The importance of geography is huge. It's a very common thread of Uncharted Territories. I agree with you! And climate change will likely influence it.
But yes, conflict is coming...
Please include in your thoughts on our changing future a reality dictated by the current concentration of wealth (power): toxic waste (spent fuel rods, etc), global warming, ocean acidification (from NOAA - "When carbon dioxide (CO2) is absorbed by seawater, chemical reactions occur that reduce seawater pH, carbonate ion concentration, and saturation states of biologically important calcium carbonate minerals. These chemical reactions are termed "ocean acidification" or "OA" for short"). Are these forces greater or lesser in strength than blockchain tech and/or the English language in shaping the future of our species?
What is the biggest impediment to action on climate change?
The will of nation-states.
People want to do it. It's just the mechanism that is broken.
Because these gatekeepers are not working.
So yes, I think Climate Change is one of these sub-problems of what I'm describing here.

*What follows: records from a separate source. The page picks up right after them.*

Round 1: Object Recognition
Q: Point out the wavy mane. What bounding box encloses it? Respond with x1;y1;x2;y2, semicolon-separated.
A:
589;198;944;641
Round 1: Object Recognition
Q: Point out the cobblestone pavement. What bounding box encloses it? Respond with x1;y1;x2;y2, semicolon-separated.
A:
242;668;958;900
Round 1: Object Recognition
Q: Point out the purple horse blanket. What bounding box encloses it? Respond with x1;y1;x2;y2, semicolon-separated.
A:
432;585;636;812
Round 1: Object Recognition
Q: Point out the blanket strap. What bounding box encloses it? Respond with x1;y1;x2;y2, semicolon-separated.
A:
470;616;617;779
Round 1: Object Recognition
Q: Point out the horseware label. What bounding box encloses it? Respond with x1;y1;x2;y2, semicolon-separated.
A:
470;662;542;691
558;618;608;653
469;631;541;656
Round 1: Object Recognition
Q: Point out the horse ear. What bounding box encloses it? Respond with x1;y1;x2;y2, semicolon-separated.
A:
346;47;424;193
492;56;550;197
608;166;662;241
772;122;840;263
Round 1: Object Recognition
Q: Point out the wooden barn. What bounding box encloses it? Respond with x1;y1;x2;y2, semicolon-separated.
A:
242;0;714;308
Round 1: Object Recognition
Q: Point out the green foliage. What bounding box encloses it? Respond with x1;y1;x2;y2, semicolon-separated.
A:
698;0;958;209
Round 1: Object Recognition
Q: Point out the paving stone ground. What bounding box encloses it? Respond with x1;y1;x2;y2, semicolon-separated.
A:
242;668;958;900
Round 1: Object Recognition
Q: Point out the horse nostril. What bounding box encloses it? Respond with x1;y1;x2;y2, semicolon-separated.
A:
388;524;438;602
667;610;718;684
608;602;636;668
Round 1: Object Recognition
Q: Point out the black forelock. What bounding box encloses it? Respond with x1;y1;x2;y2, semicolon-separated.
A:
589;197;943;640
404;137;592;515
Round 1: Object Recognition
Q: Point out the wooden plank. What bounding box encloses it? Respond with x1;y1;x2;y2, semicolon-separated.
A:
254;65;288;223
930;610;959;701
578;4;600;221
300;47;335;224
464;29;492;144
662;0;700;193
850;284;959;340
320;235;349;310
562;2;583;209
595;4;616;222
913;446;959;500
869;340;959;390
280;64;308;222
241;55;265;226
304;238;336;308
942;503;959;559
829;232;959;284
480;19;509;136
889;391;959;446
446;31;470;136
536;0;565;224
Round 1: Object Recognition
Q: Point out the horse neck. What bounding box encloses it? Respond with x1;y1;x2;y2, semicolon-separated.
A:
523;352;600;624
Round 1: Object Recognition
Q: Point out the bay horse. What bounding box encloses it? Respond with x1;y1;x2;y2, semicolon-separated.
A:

I'll go into climate change soon—I hope.
You have not commented here on the risks of loss of gatekeepers who also might protect from nefarious uses of blockchain such as blackmail
Indeed. It's a risk. I don't have a definitive answer. Currently, I'm thinking that this falls in the question on how violence will evolve in the future. I have a full article on that coming!

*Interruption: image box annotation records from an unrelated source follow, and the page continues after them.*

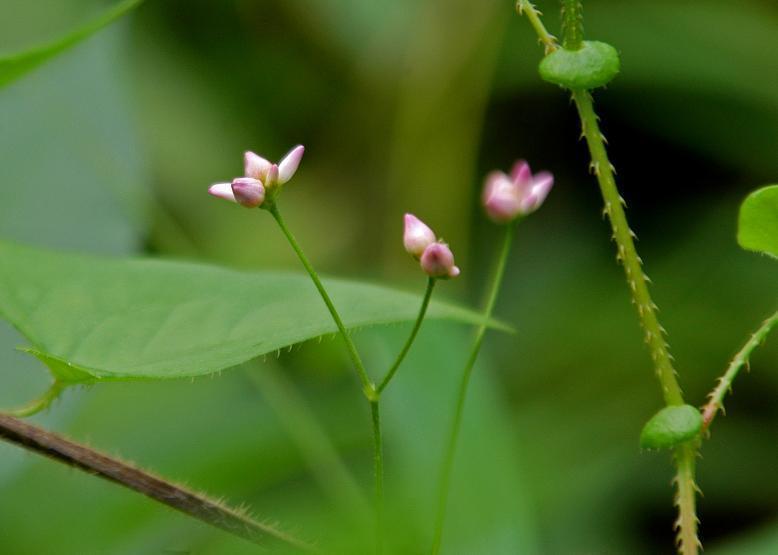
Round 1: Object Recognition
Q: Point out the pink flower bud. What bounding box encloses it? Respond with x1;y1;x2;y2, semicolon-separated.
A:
208;183;238;202
483;172;521;223
421;243;459;279
208;145;305;208
232;177;265;208
482;160;554;223
278;145;305;185
265;164;281;189
243;150;272;182
403;214;436;259
521;172;554;214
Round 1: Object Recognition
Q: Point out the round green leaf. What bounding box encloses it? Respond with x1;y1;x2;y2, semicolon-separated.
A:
538;40;620;89
737;185;778;258
640;405;702;449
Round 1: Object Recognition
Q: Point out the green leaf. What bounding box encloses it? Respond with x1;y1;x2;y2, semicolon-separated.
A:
737;185;778;258
538;40;620;89
640;405;702;449
0;242;501;383
0;0;143;88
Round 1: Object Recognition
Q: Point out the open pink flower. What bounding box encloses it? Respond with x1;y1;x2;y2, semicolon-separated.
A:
421;243;459;279
482;160;554;223
208;145;305;208
403;214;436;260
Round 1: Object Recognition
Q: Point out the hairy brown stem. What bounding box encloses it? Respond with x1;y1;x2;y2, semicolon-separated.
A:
0;413;314;552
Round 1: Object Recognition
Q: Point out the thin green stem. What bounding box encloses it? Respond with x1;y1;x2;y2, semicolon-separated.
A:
268;203;375;400
432;222;515;555
516;0;559;54
6;380;66;418
702;312;778;431
378;277;437;395
370;399;384;555
562;0;583;50
268;202;384;555
573;90;683;405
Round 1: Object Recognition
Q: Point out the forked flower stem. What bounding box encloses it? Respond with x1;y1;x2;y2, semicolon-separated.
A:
573;90;683;405
267;202;384;554
0;413;315;552
516;0;559;54
268;203;376;400
378;277;437;395
431;222;516;555
702;312;778;431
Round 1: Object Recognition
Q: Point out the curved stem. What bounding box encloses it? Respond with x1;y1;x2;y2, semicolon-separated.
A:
530;5;700;555
516;0;559;54
267;202;384;554
702;312;778;431
573;86;700;555
378;277;437;394
268;203;375;400
0;413;314;551
562;0;583;50
370;399;384;555
432;222;515;555
573;90;683;405
674;441;702;555
246;364;370;516
6;380;66;418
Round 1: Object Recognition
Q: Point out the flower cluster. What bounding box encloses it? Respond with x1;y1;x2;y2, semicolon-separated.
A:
482;160;554;223
208;145;305;208
403;214;459;279
208;145;554;279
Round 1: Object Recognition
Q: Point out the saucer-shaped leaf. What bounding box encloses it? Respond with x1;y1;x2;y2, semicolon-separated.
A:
640;405;702;449
538;40;620;89
0;0;143;88
737;185;778;258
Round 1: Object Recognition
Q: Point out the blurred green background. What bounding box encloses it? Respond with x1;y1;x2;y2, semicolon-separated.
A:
0;0;778;555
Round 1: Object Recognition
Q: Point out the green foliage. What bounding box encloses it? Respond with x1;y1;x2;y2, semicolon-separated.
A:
737;185;778;258
640;405;702;449
0;243;500;383
538;40;620;89
0;0;143;88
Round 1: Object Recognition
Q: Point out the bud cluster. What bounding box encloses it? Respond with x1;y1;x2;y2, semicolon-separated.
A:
403;214;459;279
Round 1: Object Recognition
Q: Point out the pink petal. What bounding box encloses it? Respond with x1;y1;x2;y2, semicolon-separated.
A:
208;183;238;202
421;243;459;279
403;214;435;258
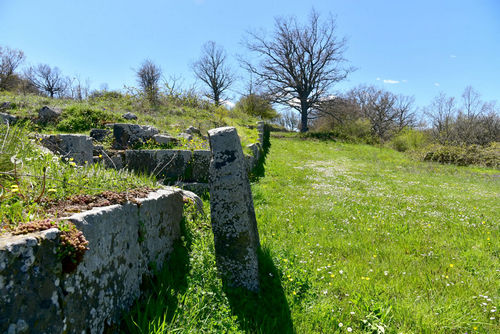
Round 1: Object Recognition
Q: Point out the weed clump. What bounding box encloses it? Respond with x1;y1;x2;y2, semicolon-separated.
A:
12;219;89;273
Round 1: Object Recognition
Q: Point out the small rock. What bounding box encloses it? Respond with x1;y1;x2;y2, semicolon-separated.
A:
122;112;137;120
40;134;94;165
184;126;201;136
153;135;179;145
0;101;12;110
90;129;111;142
178;132;193;141
0;112;17;124
38;106;61;123
113;123;160;150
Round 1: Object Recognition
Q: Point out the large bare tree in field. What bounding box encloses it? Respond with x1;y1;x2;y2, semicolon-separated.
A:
192;41;235;106
136;59;161;105
241;10;352;132
25;64;69;98
0;46;24;90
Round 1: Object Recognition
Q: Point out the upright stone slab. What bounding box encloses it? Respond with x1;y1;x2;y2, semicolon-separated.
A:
208;127;260;292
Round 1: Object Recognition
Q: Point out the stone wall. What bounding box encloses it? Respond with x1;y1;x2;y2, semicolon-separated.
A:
40;122;269;189
0;188;183;333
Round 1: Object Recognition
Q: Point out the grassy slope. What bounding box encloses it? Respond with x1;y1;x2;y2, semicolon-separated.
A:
253;139;500;333
126;134;500;333
0;92;258;146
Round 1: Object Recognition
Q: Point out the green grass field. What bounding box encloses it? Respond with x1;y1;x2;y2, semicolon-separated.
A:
124;134;500;333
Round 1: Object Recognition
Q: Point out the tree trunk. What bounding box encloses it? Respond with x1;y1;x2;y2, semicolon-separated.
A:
300;102;309;132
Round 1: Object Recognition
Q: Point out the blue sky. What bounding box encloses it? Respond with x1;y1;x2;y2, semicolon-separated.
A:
0;0;500;112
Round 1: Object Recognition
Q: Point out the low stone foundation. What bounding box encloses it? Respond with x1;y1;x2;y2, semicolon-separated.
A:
0;188;183;333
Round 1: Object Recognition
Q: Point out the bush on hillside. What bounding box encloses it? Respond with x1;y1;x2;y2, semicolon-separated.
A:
302;118;378;144
390;128;430;152
56;105;117;132
423;143;500;168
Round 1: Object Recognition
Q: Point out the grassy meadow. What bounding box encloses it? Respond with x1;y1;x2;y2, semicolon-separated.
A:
122;134;500;333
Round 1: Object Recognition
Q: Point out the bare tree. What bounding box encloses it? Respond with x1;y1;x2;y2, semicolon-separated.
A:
136;59;161;105
424;92;457;144
68;75;90;101
0;46;25;91
25;64;69;98
191;41;235;106
241;10;352;132
347;86;416;140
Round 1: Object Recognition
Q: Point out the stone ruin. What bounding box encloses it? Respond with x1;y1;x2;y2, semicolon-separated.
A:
39;122;268;194
0;122;270;333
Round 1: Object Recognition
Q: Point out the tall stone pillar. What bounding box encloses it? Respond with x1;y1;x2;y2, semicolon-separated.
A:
208;127;260;292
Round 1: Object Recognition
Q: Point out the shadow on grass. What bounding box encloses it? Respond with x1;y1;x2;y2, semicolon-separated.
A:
118;219;192;333
224;249;294;333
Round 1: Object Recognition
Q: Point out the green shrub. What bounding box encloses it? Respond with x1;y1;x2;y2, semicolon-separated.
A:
422;143;500;168
390;128;429;152
56;105;117;132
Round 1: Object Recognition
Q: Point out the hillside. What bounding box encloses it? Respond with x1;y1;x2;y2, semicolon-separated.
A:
126;134;500;333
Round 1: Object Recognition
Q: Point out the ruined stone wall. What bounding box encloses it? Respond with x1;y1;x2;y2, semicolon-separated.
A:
0;188;183;333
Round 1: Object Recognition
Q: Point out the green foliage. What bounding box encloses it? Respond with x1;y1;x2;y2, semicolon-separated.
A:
234;94;278;120
390;128;430;152
301;118;378;144
252;138;500;333
421;143;500;168
0;125;155;233
57;105;117;132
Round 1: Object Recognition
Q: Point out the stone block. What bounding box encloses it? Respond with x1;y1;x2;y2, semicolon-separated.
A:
113;123;159;150
38;106;62;123
0;112;17;125
208;127;260;291
125;150;192;182
40;134;94;165
189;150;211;183
153;134;179;146
90;129;111;142
0;229;63;333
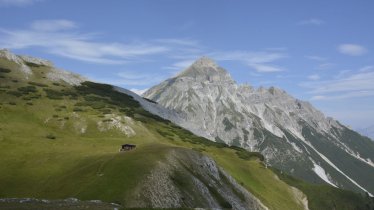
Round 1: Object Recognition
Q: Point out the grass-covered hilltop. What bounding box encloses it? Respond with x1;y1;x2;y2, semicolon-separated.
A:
0;50;374;210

I'm thinking about post nation-state systems. I spent a career trying to stop child abuse and watched the prosecutorial & social services system grind along slowly at great cost. However if we look toward accountability and stopping corruption, and if transparency is a great disinfectant, the internet may the the most effective way. Leapfrog over the slow prosecution process and expose the sex trafficking networks, government and corporate corruption networks, and place a high value on providing evidence to back up accusations, follow the money and expose them. Those at the top are having a hard time censoring the internet effectively. Maybe Musk's satellites will make it harder to censor?
Jerry Allen
That is very intelligent. I think this is where we’re going. I would bet on it.
Tomas, lo que planteas acá, con toda razón es lo que se viene, es lo que planteo Diamond, es como ha sido el mundo siempre. Desde que comenzó a evolucionar el Homo de Heidelberg en Europa (Neanderthals) y en África (nosotros), imagínate, esto se remonta al inicio del ser humano. En ese tiempo el puente era el aire y él boca a boca, el Homo Sapiens llegó a Israel hace 35 mil años, terminando con el “reinado” de otros humanos, particularmente los Neanderthals, quienes lo tuvieron por 500 mil años, pero la comunicación de que probablemente había terrenos más fértiles, el tener mejores herramientas y un cerebro diferente, cambio el curso de la humanidad ya desde ese tiempo y siempre ha sido igual. Pero hay fueron decenas de miles de años.